Energy-related practices in transition – e-bikes, policies and everyday life

Cyclists at Slussen / Skeppsbron in Stockholm.
Roland Magnusson

The research project studies how social practices interrelate with policies aiming to reduce climate change and energy demand. Of particular importance is also to investigate how energy-related practices are framed, and how new standards are born.

 More specifically, the project provides insights into how electric bikes have made, or not made, its way into the streets and into the practices of citizens, what the “e-biking” supersede and how it is framed by different actors – in terms of environment, climate, comfortability, health, economy or something else?

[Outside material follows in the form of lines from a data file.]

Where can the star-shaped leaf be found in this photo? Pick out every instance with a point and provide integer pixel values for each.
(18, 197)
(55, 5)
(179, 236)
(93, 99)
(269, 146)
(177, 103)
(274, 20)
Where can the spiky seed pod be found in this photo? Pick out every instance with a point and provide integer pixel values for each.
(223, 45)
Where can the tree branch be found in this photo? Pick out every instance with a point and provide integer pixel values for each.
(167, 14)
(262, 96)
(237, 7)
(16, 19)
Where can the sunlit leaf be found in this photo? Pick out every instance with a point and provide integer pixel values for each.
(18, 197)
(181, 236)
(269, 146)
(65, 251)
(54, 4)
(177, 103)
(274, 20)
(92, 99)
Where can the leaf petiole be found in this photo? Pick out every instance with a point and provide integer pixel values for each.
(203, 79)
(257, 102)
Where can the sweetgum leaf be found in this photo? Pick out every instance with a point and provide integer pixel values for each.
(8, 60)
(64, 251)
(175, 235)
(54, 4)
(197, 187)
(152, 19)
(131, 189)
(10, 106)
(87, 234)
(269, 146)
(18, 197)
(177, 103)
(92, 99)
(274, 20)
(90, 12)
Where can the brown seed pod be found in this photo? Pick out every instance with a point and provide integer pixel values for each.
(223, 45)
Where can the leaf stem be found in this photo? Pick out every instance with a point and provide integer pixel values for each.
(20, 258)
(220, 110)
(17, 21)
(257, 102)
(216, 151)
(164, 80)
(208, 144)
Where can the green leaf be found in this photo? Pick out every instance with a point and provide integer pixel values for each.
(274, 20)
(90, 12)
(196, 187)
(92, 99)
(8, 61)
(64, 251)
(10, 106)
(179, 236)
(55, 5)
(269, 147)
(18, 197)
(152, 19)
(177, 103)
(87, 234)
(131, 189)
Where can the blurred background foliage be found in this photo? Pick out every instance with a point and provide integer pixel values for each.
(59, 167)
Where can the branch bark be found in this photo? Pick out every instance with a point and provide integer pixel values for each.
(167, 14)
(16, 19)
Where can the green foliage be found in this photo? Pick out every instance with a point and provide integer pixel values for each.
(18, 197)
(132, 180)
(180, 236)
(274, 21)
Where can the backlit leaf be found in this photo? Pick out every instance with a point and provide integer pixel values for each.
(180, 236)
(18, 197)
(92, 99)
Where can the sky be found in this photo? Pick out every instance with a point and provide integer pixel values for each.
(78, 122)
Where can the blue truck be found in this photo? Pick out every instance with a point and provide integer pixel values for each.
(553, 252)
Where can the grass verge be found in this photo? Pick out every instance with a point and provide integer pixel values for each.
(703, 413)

The outcomes of the project will contribute to a deeper understanding of challenges and opportunities included in the energy transition towards a more energy efficient, less fossil fuel dependent, society by discussing how policies and every-day practices co-work. 

Two separate but related lines of data collection are applied in this project:

  • the individual/everyday use and framing of e-biking.
  • context and surrounding actors (policy makers, governmental authorities, interest organizations among others).

Both the everyday experiences and the societal and physical context are thus captured, and the individual perspective is coupled with the societal and long-term. Diaries and interviews compose an important part in the first line of data collection while the second line relies mainly on interviews, relevant policy documents and statistics.